Ponte do Esqueleto tem sido palco de acidentes nos últimos anos
Três homens ligados às empresas Entre Cordas e Ih Voei, de 27, 32 e 42 anos, continuam presos como responsáveis pela morte de Maria Eduarda Rodrigues de Freitas, de 21, ocorrida no sábado, 13 de junho de 2026, em Limeira. Ela fez um salto de rope jump a partir de uma ponte, mas os homens não realizaram o procedimento de prender o corpo dela à corda de segurança.
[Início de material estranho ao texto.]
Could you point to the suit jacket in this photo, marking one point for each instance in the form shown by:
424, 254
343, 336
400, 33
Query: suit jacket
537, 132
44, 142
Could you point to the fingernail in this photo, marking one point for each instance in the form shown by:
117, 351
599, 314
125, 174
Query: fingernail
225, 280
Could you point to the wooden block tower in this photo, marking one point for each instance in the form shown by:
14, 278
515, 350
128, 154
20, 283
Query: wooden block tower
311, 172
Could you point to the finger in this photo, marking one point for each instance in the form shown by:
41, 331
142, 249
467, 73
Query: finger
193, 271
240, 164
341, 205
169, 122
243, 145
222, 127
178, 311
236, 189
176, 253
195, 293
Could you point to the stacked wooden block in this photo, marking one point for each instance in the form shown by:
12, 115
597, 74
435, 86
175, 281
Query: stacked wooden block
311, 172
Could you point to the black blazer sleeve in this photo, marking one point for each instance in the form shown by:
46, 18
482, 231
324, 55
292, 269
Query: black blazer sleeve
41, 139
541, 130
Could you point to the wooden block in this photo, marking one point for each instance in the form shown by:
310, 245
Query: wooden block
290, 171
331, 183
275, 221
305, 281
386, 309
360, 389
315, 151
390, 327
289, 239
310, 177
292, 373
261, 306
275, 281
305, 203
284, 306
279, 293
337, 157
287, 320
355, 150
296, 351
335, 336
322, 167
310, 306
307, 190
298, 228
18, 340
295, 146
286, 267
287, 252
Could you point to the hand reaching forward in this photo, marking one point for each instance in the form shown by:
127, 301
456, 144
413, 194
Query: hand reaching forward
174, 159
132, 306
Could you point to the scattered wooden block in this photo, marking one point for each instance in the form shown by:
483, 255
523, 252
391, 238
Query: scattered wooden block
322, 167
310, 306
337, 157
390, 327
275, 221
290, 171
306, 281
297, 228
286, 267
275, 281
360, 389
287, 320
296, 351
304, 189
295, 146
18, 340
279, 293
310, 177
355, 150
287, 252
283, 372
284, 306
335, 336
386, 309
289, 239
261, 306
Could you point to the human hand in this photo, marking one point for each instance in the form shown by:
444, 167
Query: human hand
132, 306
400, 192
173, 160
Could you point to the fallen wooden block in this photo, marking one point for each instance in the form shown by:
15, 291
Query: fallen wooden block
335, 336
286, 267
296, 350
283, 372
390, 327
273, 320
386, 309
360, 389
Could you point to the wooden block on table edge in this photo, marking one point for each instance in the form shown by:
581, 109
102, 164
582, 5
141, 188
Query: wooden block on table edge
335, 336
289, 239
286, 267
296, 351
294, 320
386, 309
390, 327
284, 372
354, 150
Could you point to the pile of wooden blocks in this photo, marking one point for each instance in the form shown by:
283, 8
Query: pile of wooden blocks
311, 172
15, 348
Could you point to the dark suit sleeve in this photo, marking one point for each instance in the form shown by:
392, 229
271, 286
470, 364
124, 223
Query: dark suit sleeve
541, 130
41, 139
Eles foram indiciados por homicídio com dolo eventual. Uma testemunha disse que não houve a checagem da corda antes do salto, e uma câmera acoplada ao corpo da vítima, que filmou tudo, não foi localizada pela polícia.
A Ponte do Esqueleto, entre os municípios de Limeira e Cordeirópolis, está desativada há cerca de 30 anos, mas atrai visitantes para a prática de esportes radicais, trilha e ciclismo. Em abril de 2024 uma ciclista morreu após cair dos 40 metros de altura. Em agosto do ano passado, duas mulheres ficaram gravemente feridas após caírem da estrutura.
A Prefeitura de Limeira anunciou que vai processar o Governo Federal por ‘omissão’ no controle da área, que seria destinada a um trecho nunca implantado de uma ferrovia.
A Secretaria de Patrimônio da União (SPU) pontuou que nunca autorizou atividades esportivas ou de outra natureza no local, que só foi incorporado ao patrimônio da União neste ano, mas que desde 2024 pede apoio às Prefeituras locais para bloquear o acesso à ponte.